Половили мы с березницкими ребятами жуков, а тут и стадо пошло. Когда стадо идет, жуков ловить лучше не стоит. Мы один раз не заметили, как в деревню вошло стадо, и все ловили жуков. Что тут было! Две телки запрыгали, бараны обратно метнулись, бычок Фомушка заревел. Все стадо перепугалось и умчалось к реке. Нам от дяди Леши тогда попало.
Андрюха говорит:
— Половите еще с нами.
Я говорю:
— Нет, мы пойдем.
Распрощались мы с березницкими и пошли домой по большой дороге.
Зажглись огни уже в нашей Равенке
Зажглись огни уже в нашей Равенке. В Кильково в эту пору тоже огни горят. Самый яркий фонарь у них у магазина, его всю ночь не выключают.
Земля вся в темноте, крыши темные, кусты на реке темные, а небо над нашей деревней еще голубое.
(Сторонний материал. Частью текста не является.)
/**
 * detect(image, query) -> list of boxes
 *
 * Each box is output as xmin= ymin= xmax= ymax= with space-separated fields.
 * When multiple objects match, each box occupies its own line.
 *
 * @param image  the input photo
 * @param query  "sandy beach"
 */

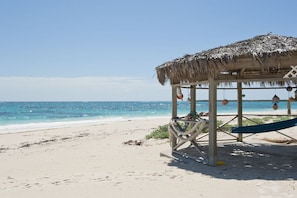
xmin=0 ymin=116 xmax=296 ymax=198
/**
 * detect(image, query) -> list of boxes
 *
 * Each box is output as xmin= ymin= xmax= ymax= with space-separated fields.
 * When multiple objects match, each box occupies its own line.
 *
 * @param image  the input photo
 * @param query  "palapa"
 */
xmin=156 ymin=34 xmax=297 ymax=86
xmin=155 ymin=34 xmax=297 ymax=166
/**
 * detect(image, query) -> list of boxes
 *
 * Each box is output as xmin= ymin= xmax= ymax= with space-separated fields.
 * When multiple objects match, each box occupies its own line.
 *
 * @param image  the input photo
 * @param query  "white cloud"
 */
xmin=0 ymin=76 xmax=171 ymax=101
Река между кустами поблескивает, а на реке лягушки кричат.
Только смотрю я, что же это за белый дымок там вдали из береговых ракит поднимается?.. Стойте, стойте, думаю… Вот так та-ак!
Коля Семихин тоже тот дымок заметил.
— Вот те номер, — говорит. — Да это ж они!
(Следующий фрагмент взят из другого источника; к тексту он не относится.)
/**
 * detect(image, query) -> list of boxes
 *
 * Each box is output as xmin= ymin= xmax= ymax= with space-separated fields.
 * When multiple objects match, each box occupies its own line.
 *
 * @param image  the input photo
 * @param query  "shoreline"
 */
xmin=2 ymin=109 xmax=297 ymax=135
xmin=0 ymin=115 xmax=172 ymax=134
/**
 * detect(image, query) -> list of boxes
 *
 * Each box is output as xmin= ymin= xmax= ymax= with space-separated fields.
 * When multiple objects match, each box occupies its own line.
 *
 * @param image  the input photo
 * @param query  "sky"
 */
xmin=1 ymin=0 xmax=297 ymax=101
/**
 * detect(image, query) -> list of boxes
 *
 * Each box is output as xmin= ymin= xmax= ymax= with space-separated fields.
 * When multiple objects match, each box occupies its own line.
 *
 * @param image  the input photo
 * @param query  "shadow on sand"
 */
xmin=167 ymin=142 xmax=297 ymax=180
— Ага-а, вот вы где, килечки… — шепчет Федяра.
Я говорю:
— Значит, побоялись они уходить далеко от дома, решили на бережке устроиться…
Побежали мы берегом, впереди я, сзади Коля Семихин, а за нами все наши ребята, слышно мне, как они там за спиной у меня пыхтят.
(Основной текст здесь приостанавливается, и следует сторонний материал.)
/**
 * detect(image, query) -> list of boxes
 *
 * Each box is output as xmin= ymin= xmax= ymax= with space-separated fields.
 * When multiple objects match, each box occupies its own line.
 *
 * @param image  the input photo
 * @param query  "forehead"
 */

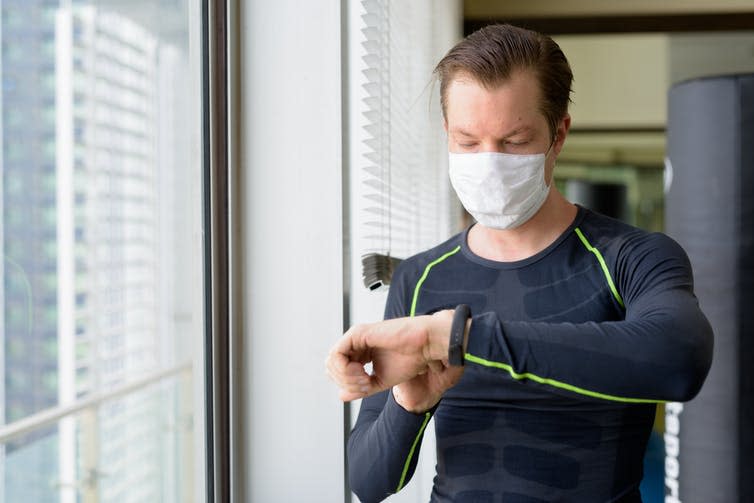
xmin=444 ymin=70 xmax=547 ymax=133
Подкрались к кустам, слушаем. Сидят, голубчики, костер у них тлеет, видно, картошку пекут. Разговор у них тихий идет. Я себе думаю: ах вы! Нащупал в траве деревяшку, из-за куста высунулся и — швырк! Искры из костра вверх ударили, разговор сразу же и затих. Ага, боитесь, думаю, только первым никто свою трусость показать не решается. Тут Коля Семихин консервную банку запустил.
Они вскочили, и чей-то голос, вроде Шуркиного, спросил:
— Эй, кто там кидается, ты, Ломтик?
А другой ответил:
— Ломтик уже спать лег.
— Ну, Куканов, значит…
Какой еще, думаю, тебе Куканов. И метнул я по ним веник.
А тот же голос сказал:
— Вот паразит!..
Тут и Федяра что-то бросил, и Санька с Ванькой, от костра аж искры летят. А девчонка какая-то, наверное, Надька, говорит:
— Какой бессовестный!
Вдруг слышу, рядом запыхтело что-то, и Федярин плаксивый голос крикнул:
— Ну, чего ты!.. Отцепись!
Бросился я туда, навалился сразу на двоих и тут уж кричу во всю мочь:
— Бей их, круши!.. Колька! Налетай!..
Только меня сразу же оттолкнули, в кусты откинули и сверху прижали. Слышу — голоса кругом, орут. Много голосов! Да вдруг какой-то женский, сердитый:
— Что тут за переполох?
— А мы сами не знаем, Полина Марковна, на нас тут какие-то придурки напали!..
— Палками кидались!
— И вениками!
— Мы думали, это Куканов…
— Опять Куканов!.. Все на Куканова, а я в палатке спал.
— Вот мы тут одного держим, — сказали надо мной. — Вырывается, какой-то бесноватый!..
— И мы двоих поймали!..
Ну, думаю, плохо дело, ошибка вышла. Какие-то городские туристы, теперь греха не оберешься.